Wouldn’t it be great to have a mapping of virtually the entire internet, where you could see every hostname -> IP address pairing? Granted, it would have false positives like virtual hosting services, as he says, but come on! Talk about predictive! Sure, a few dozen domains may be possible. Especially for hosting providers, but if I have hundreds of domains that look even vaguely shady, that’s a huge indicator. Even if they aren’t the same IP, but within a class C network, that could still be highly predictive. IP addresses have come back to haunt us! Everything has to be routable, and if Google has to know where you are to index you, and they have any interest in detecting spamming, of course they’ll do a mapping like this.
I had always wanted to build something like this myself, but to build a spider like that would take more horsepower than I’ve got in my rack at home by far, and a database with some serious space. We’re talking about millions of hostnames to IP addresses. It gets harder because that has to stay up to date. Six month old data is practically worthless when you are talking about spamming domains which may only stay up for a week or less in some cases.
Then I suddenly remembered a conversation I had a few weeks back with one of my readers, who shall remain nameless for the time being. He asked me a simple question, “How do you find all the cnames on a host?” Cname (or subdomain) spam has it’s ups and downs in the SEO world depending on the day of the week it seems like and depending on which search engine you’re talking about, but it’s a pain to correlate it all together, no matter how you slice it.
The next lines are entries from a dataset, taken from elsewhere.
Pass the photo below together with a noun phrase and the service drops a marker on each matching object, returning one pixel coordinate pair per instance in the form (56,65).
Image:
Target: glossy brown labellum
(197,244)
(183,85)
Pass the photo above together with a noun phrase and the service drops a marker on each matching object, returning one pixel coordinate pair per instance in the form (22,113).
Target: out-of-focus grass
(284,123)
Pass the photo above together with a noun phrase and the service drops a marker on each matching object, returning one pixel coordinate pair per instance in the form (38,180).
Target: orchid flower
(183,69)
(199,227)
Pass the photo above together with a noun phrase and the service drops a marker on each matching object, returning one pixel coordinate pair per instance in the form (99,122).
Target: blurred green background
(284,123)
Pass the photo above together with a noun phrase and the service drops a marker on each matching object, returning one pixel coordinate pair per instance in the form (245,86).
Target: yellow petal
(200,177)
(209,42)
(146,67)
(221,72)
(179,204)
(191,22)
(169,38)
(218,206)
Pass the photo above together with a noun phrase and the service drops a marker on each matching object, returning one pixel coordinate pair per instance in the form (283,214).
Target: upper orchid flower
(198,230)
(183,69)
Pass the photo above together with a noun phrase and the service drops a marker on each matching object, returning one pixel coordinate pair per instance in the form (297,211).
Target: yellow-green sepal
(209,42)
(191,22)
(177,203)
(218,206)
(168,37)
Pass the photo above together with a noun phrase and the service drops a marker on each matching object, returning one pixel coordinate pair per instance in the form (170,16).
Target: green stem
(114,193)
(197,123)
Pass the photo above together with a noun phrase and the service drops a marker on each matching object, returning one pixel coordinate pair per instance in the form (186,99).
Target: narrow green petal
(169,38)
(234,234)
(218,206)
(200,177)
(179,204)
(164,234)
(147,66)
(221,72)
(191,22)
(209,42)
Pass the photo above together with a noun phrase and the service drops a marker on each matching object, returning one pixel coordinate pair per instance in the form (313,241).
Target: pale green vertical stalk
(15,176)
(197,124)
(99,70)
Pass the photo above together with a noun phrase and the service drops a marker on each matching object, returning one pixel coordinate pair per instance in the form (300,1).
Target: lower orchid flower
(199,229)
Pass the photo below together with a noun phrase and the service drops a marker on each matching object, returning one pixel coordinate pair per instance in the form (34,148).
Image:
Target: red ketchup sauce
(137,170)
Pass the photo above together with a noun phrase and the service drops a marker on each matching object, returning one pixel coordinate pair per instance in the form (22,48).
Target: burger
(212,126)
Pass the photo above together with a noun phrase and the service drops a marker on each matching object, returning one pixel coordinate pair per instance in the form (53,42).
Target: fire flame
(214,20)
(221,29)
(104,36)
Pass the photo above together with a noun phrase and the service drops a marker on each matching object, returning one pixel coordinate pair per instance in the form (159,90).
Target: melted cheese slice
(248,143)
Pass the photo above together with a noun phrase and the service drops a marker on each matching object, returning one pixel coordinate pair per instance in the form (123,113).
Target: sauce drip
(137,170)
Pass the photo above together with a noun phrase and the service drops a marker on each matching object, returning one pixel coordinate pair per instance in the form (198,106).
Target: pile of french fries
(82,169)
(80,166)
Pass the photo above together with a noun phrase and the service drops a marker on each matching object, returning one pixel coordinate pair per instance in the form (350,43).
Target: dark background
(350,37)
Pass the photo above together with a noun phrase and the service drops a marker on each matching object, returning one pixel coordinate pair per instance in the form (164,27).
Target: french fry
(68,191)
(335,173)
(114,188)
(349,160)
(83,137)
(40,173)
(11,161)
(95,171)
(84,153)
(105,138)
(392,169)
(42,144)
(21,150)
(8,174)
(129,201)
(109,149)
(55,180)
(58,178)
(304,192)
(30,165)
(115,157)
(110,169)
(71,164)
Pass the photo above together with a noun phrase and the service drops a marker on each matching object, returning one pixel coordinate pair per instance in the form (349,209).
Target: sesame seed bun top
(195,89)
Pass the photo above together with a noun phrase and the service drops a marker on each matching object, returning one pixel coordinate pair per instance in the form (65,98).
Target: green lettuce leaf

It’s also useful for auditing websites for vulnerabilities since cnames almost always reside on the same host, or at minimum use the same backend. I thought for a few seconds and I came up with a solution. Use the search engine itself! Let’s say I want to find all the cnames on Google. Let’s start with a simple query:
That gives us a list of links back, none of which contain “www”. So now I see things like sketchup.google.com and finance.google.com and eval.google.com. So let’s make a note of those and query again:
site:google.com -www -eval -sketchup -finance
And then you take what is left from that (which may include things like sub directories which you can remove as well) and remove them:
site:google.com -www -eval -sketchup -finance -google.com/answers -google.com/trends -browsersync -desktop -toolbar -earth -picasa -toolbarqueries
And so on… Until there is nothing left to search. In this way, you can get all of the cnames of a server, with relatively few queries. Of course, Google is a huge site, with lots of cnames, so this technique is pretty tedious with them, but with smaller sites you can go through this pretty quickly. This still won’t help you do an IP address to domain name lookup, like what Google has access to, but it does help you do your own investigation of cname based spam. This technique came in handy finding some of the other domains on one spammer site, that you may have remembered from one of my previous posts.
Finding cnames can help isolate spammers, but wouldn’t it be nice if we could somehow get access to all the IP address to hostname maps? There’s got to be a way somehow. Hmmm… I’ll have to think about that one.